This has been a harvest of two halves with oilseed harvest completed all dry off the combine and with an overall average yield of 3.95 tonnes a hectare based on acres drilled last summer.

That includes some fields which largely failed and we did not redrill or were sprayed off for blackgrass. Of the varieties Campus, Elgar and DK Imperial, there was little to discern between them yield wise with soils and location being the more determining factors.

What fun the rest of harvest has been and there is still some way to go. As I write we are two thirds of the way through 2,500 acres of wheat and we have had one day when moistures fell below 15%.

I would say on average we have either a wet oilseed rape harvest or a wet wheat harvest – very rarely both wet or both dry – and this year it really has been a wet wheat harvest. It is the version that I really detest as it is hard work with the tonnage to be dealt with putting pressure on combines, stores, dryers and staff.

To put that in context all of our farms had 26 millimetres of rain in the first four days of August and reached 60mm by the end of the second week. The odd location such as Wye was substantially more where isolated thunder storms occurred. Strong winds accompanied the heavy rain and this has tested the standing ability of crops to the limit and beyond with a lot of lodged wheat crops across our farms. As we have slowly combined these crops what is apparent is that yields were exceptional and still are for the late lodging crops: there is just no quality left in them.

Where crops stood against the worst the elements could throw at them the yields are lighter, often on light chalk soils, where the long forgotten spring drought really did damage before the rains arrived. Even with those crops the hagberg numbers have fallen away. The early start is a distant memory and without a settled spell of weather we may yet finish as a late harvest and certainly it will be a prolonged harvest.

So to those moisture adjusted yields where we have cut and weighed crops. Of the first wheats cut so far, we have Siskin and Zulu at 10.7t/ha with one exceptional field of Zulu at 12.8t /ha and old stalwart Claire at 10.1 t/ha. Second wheat was all Relay and there we did have serious variability across fields ranging from 7.5t/ha to 9.8t/ha but with an overall average of 8.5t/ha. Perhaps because of the lower yields it has stood rather better and most of it has maintained a good hagberg for what that is worth in a hard feed wheat.

We have also cut the spring barley in a brief dry spell mainly because it was brackling badly in the rough weather. Varieties were Irina and Propino and it was very noticeable that the Irina stood better and had far less brackling evident. Yields averaged out at an outstanding 7.9t/ha with Irina outperforming Propino by a significant margin. Nitrogens were 1.9 and hagberg falling number and specific weight both good. One can only say that it has been a very good year for the crop – not that I liked growing it, and without blackgrass control issues would not be bothering.

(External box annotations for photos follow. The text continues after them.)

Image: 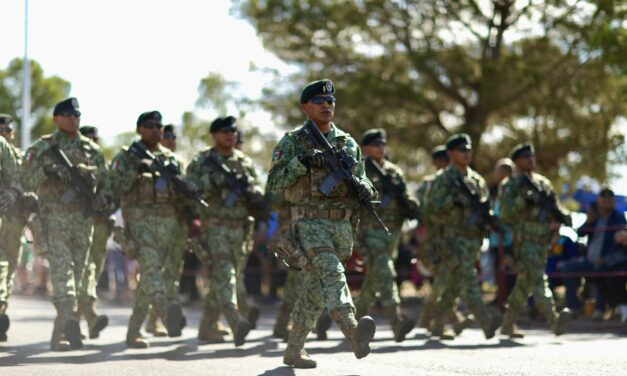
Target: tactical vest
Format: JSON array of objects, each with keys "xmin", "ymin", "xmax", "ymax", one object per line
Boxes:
[
  {"xmin": 203, "ymin": 150, "xmax": 249, "ymax": 217},
  {"xmin": 38, "ymin": 134, "xmax": 98, "ymax": 209},
  {"xmin": 285, "ymin": 131, "xmax": 355, "ymax": 207},
  {"xmin": 121, "ymin": 148, "xmax": 178, "ymax": 210}
]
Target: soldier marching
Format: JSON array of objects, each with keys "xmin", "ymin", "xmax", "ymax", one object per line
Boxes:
[{"xmin": 0, "ymin": 79, "xmax": 570, "ymax": 368}]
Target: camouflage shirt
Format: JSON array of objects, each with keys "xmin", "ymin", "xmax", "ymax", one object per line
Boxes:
[
  {"xmin": 422, "ymin": 165, "xmax": 488, "ymax": 236},
  {"xmin": 499, "ymin": 172, "xmax": 567, "ymax": 237},
  {"xmin": 109, "ymin": 145, "xmax": 188, "ymax": 213},
  {"xmin": 267, "ymin": 124, "xmax": 375, "ymax": 210},
  {"xmin": 187, "ymin": 148, "xmax": 263, "ymax": 219},
  {"xmin": 22, "ymin": 130, "xmax": 107, "ymax": 207},
  {"xmin": 0, "ymin": 137, "xmax": 22, "ymax": 192},
  {"xmin": 360, "ymin": 159, "xmax": 418, "ymax": 228}
]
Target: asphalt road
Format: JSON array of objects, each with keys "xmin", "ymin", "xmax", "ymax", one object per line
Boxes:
[{"xmin": 0, "ymin": 296, "xmax": 627, "ymax": 376}]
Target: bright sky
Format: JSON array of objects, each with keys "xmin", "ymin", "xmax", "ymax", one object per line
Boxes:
[
  {"xmin": 0, "ymin": 0, "xmax": 627, "ymax": 194},
  {"xmin": 0, "ymin": 0, "xmax": 287, "ymax": 142}
]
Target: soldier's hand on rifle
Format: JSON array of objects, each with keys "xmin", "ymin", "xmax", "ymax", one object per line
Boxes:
[
  {"xmin": 137, "ymin": 159, "xmax": 152, "ymax": 174},
  {"xmin": 93, "ymin": 192, "xmax": 111, "ymax": 211},
  {"xmin": 44, "ymin": 163, "xmax": 70, "ymax": 184},
  {"xmin": 357, "ymin": 182, "xmax": 373, "ymax": 201},
  {"xmin": 0, "ymin": 189, "xmax": 19, "ymax": 213},
  {"xmin": 298, "ymin": 150, "xmax": 327, "ymax": 168}
]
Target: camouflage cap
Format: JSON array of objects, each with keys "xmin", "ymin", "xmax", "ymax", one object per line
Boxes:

To date we have not got as far as cutting any beans as the focus has been on finishing wheat and getting it in a store somewhere to dry it when we get to it and we still have a way to go in achieving that. While we are under 800 acres of wheat left that still looks to be a task or perhaps I am just getting older when faced with these small challenges.

I have been disappointed with the lodging in our crops as there is no future in growing lodged wheat. It has been some years since we learned that lesson and I really did not need a refresher. Clearly we are growing some varieties that have lower standing power ratings on the recommended lists and that seems to run with the improved yield ratings so it may just be something we have to manage.

We are tending to drill higher seed rates to compete with blackgrass which is never going to enhance standing ability in crops. That said if we are to continue to attack blackgrass with everything we have available then we are not going to lower seed rates so the knowledge is of limited use. This year saw the locking up of available nitrogen fertiliser by the spring drought which was released when the rains did arrive causing a flush of growth when growth regulators had run out of steam or simply not been applied due to drought stress.

That is a matter of learning by experience and we will need to bear that in mind if we see similar weather conditions again. But overall I suspect we are going to use more growth regulators and concentrate on specific crop growth timings even if they do not fit with traditional fungicide timings to the point where we may be making separate growth regulator applications.

That said the weather is the main factor. We are unlikely to get two years the same and by the time we do see this weather pattern again we will either have forgotten about it or in my case, with luck, may well have retired.